Closed ZehaoJin closed 4 months ago

ZehaoJin commented 4 months ago

I have a numpy array of adjacency matrix, such as

array=np.array([[0, 0, 0, 0, 0, 0, 0],
                [1, 0, 0, 0, 1, 0, 0],
                [0, 0, 0, 0, 0, 0, 0],
                [0, 0, 1, 0, 0, 0, 0],
                [1, 0, 1, 0, 0, 0, 0],
                [1, 0, 0, 0, 0, 0, 0],
                [0, 0, 0, 0, 0, 1, 0]])

and I would like to convert it to a causallearn graph object, such as DAG=array2DAG(array) such that is can be applicable to most of causallearn ultility functions, such as

CPDAG=dag2cpdag(DAG)
shd= SHD(ground_truth, CPDAG).get_shd()

What is the easiest way to make that array2DAG function? I was trying this: (simply assign the array to G.graph)

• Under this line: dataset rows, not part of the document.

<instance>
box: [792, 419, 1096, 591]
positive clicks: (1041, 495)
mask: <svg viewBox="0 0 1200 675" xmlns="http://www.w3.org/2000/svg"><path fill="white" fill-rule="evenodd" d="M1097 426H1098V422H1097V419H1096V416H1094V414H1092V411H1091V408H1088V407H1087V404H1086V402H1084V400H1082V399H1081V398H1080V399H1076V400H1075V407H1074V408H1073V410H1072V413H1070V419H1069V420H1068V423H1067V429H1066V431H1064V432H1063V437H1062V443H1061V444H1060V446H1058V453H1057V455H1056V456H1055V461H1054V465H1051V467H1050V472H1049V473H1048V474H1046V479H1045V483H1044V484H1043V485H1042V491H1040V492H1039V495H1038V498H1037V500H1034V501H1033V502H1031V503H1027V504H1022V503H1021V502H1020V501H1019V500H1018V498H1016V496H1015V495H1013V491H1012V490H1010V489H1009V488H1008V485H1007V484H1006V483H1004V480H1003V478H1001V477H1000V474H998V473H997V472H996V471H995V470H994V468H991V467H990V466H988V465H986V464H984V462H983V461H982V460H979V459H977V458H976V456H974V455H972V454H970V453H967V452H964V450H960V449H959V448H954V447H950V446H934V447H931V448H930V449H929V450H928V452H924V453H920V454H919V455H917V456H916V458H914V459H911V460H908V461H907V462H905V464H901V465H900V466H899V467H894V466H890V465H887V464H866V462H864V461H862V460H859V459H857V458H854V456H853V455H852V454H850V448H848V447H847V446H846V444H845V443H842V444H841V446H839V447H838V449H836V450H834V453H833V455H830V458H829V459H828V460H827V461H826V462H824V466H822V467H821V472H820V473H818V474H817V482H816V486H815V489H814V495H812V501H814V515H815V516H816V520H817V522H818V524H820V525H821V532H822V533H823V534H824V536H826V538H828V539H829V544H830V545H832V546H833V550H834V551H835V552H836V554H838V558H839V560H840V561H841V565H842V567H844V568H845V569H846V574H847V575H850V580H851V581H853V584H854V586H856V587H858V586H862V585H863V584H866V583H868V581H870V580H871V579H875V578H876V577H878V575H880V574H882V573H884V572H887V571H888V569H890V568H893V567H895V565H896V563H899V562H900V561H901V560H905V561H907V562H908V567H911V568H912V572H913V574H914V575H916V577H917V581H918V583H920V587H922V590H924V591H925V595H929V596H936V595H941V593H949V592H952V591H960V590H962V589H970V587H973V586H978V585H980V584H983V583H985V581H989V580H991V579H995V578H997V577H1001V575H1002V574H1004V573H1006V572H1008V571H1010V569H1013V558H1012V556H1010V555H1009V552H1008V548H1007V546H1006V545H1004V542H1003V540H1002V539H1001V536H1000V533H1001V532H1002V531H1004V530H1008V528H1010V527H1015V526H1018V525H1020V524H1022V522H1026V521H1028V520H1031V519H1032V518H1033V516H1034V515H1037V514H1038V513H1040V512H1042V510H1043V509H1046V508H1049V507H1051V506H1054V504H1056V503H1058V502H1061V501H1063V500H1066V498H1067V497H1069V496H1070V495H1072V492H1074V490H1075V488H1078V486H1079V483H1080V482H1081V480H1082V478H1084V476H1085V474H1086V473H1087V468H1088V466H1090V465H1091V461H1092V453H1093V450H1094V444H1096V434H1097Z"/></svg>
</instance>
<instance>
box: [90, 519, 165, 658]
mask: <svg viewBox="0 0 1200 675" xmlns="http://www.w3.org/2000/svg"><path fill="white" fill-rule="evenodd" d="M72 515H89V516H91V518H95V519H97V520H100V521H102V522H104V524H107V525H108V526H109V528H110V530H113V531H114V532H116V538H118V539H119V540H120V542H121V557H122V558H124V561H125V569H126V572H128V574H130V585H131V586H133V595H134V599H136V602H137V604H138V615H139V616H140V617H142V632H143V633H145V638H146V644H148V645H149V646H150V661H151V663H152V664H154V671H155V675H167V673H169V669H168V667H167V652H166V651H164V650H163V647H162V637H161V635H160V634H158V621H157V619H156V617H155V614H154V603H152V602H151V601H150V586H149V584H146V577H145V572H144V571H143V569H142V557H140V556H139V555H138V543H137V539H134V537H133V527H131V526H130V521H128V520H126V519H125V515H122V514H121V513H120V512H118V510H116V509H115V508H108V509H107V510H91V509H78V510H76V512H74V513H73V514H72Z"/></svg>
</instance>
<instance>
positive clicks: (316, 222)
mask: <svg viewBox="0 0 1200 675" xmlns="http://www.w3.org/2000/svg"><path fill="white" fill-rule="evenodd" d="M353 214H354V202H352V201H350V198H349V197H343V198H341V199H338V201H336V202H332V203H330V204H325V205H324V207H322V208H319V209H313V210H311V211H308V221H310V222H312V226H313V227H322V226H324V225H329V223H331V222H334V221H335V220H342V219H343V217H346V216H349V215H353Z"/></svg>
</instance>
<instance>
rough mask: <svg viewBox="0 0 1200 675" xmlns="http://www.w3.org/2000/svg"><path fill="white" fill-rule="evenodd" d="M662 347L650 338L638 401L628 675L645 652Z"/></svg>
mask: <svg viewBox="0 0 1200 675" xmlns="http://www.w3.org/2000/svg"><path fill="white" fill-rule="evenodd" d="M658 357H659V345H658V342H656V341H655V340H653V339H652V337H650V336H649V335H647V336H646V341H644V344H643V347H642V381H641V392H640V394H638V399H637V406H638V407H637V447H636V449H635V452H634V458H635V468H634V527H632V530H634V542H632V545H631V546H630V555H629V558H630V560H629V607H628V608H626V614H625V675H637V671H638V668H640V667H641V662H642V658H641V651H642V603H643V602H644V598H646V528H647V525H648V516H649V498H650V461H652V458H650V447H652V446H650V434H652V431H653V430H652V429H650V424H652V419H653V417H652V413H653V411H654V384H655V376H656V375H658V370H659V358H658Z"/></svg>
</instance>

cg = CausalGraph(array.shape[0])
cg.G.graph=array
DAG=cg.G

but this didn't work.

ZehaoJin commented 4 months ago

Uhmm I hard coded it out by start with a fully connected graph, and then removing all edges, and then adding edges. Not the most elegant way, but seems to work.

def array2dag(array):
    num_nodes = array.shape[0]
    cg = CausalGraph(num_nodes)
    for i in range(num_nodes):
        for j in range(num_nodes):
            edge1 = cg.G.get_edge(cg.G.nodes[i], cg.G.nodes[j])
            if edge1 is not None:
                cg.G.remove_edge(edge1)

    for i in range(num_nodes):
        for j in range(num_nodes):
            if adjacency_matrix[i,j] == 1:
                cg.G.add_edge(Edge(cg.G.nodes[i], cg.G.nodes[j], Endpoint.TAIL, Endpoint.ARROW))

    DAG = cg.G
    return DAG
kunwuz commented 4 months ago

Yeah, that seems to do the job. We don't have an existing function to do this since the definition of the endpoints might vary in different cases, but it doesn't seem to be a very complicated procedure to transfer.